Et puis j’ai appris à écrire en allemand. Je me suis amusée à envoyer le verbe ou le sujet se promener à l’arrière et à mettre sens dessus dessous ce qu’on croyait avoir compris dans la phrase…  avant d’arriver à la fin. Je me casse la tête à savoir où mettre le complément direct et où l’indirect, avant, après, j’essaye, je laisse sonner la phrase, et quand ça m’a l’air de sonner juste, je mets un point final. Le pire, ce sont les terminaisons des articles, ein, einen, eine, einer, quel embarras, quand on parle on peut escamoter la finale, quand on écrit...

 Ce à quoi je ne me suis pas habituée, c’est aux points d’exclamation ! Un de mes amis  les utilise à tors et à travers dans les courriels, et cela me semble si agressif ! Même si c’est juste pour affirmer quelque chose ! Je le prends souvent de travers ! Ah, je préfère la voix, la mimique, le regard ! Voilà comment je conçois d’utiliser ce point d’exclamation, en m’exclamant ! Et pas en écrivant ! Vous me comprenez sûrement !

Dans la maison d’édition de manuels de langues pour adultes pour laquelle j’ai travaillé pendant plusieurs années, je passais mon temps à rappeler à la maquettiste qu’il y a une espace entre le mot et le point d’exclamation ou d’interrogation en français. Mon œil français s’offusquait de cette accolade intempestive. Oui, ce sont de minuscules points, des virgules et des miettes, qui dans le quotidien m’ont  dérangée au début, sans que je sache vraiment ce qui gênait dans l’engrenage habituel… entendons-nous, l’engrenage qui avait toujours  été français pour moi.

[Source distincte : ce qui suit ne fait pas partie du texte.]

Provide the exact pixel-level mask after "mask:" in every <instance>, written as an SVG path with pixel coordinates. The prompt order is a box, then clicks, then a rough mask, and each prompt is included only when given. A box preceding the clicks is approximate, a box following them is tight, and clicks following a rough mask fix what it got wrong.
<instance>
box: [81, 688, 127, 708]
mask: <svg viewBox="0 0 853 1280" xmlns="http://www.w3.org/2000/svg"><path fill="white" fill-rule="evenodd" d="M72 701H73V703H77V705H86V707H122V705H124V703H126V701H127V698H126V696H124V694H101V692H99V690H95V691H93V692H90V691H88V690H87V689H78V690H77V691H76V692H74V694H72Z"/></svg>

L’Allemagne. Ce sont les forêts de la Bavière. Le château de Louis II. Des clochers bulbes, des saucisses grillées et des géraniums aux fenêtres. N’importe quoi. Ces images-là, ce sont des impressions de débutants. Il faut entrer en profondeur, avoir vécu la chute du mur et la coupe du monde de football en direct, aimer un homme allemand et discuter bien des heures avec eux tous. Avoir écouté les bonheurs et les interrogations de mes amies allemandes, entendu mes fils parler la langue de leur père et les aider à lire leurs premiers mots en allemand, voilà ce qui m’a forgée, qui a fait de moi sûrement une étrangère dans mon pays. Il est possible que je me sois germanisée. Que j’aime cette habitude de montrer l’exemple aux enfants et de ne pas traverser aux feux quand c’est rouge pour eux… Avant, sans enfants, je trouvais cela si discipliné. Mais il y a des disciplines qui me conviennent, qui ont pris du sens…

C’est une autre partition, c’est toujours le même instrument. Je sens tout au fond de moi que l’essence, l’extrait vivant du monde, reste le même, en français, en allemand, en anglais, en espagnol ou en russe… C’est une autre partition, l’instrument sonne juste, à chaque fois.